On Mon, Feb 14, 2022 at 05:13:38PM -0600, Tim Peters wrote:
An interesting lesson nobody wants to learn: the original major string-processing language, SNOBOL, had powerful pattern matching but no regexps. Griswold's more modern successor language, Icon, found no reason to change that.
I've been interested in the existence of SNOBOL string scanning for a long time, but I know very little about it. How does it differ from regexes, and why have programming languages pretty much standardised on regexes rather than other forms of string matching?
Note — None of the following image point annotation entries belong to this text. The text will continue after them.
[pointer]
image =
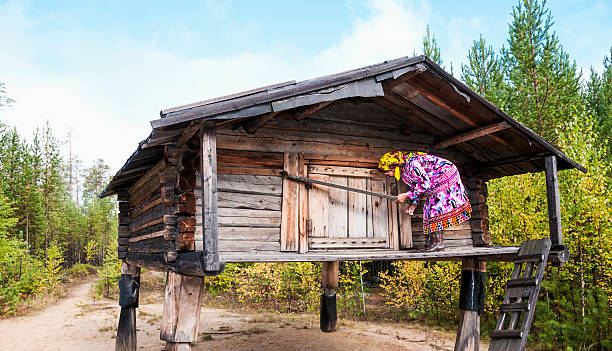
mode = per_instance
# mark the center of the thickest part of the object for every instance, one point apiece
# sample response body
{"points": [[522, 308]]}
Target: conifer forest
{"points": [[52, 222]]}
Naive regexps are both clumsy and prone to bad timing in many tasks that "should be" very easy to express. For example, "now match up to the next occurrence of 'X'". In SNOBOL and Icon, that's trivial. 75% of regexp users will write ".*X", with scant understanding that it may match waaaay more than they intended.
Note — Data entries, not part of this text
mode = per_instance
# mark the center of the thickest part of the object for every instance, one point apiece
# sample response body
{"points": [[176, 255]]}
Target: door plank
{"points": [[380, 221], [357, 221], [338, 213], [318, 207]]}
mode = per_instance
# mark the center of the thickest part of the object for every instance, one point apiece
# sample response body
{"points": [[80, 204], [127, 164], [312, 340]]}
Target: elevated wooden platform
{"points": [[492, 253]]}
Indeed, I've been bitten by that many times :-)
Another 20% will write ".*?X", with scant understanding that may extend beyond _just_ "the next" X in some cases.
But this surprises me. Do you have an example?
That leaves the happy 5% who write "[^X]*X", which finally says what they intended from the start.
Doesn't that only work if X is literally a single character?
import re string = "This is some spam and extra spam." re.search('[^spam]*spam', string) <re.Match object; span=(11, 17), match='e spam'>
Whereas this seems to do what I expected:
re.search('.*?spam', string) <re.Match object; span=(0, 17), match='This is some spam'>
-- Steve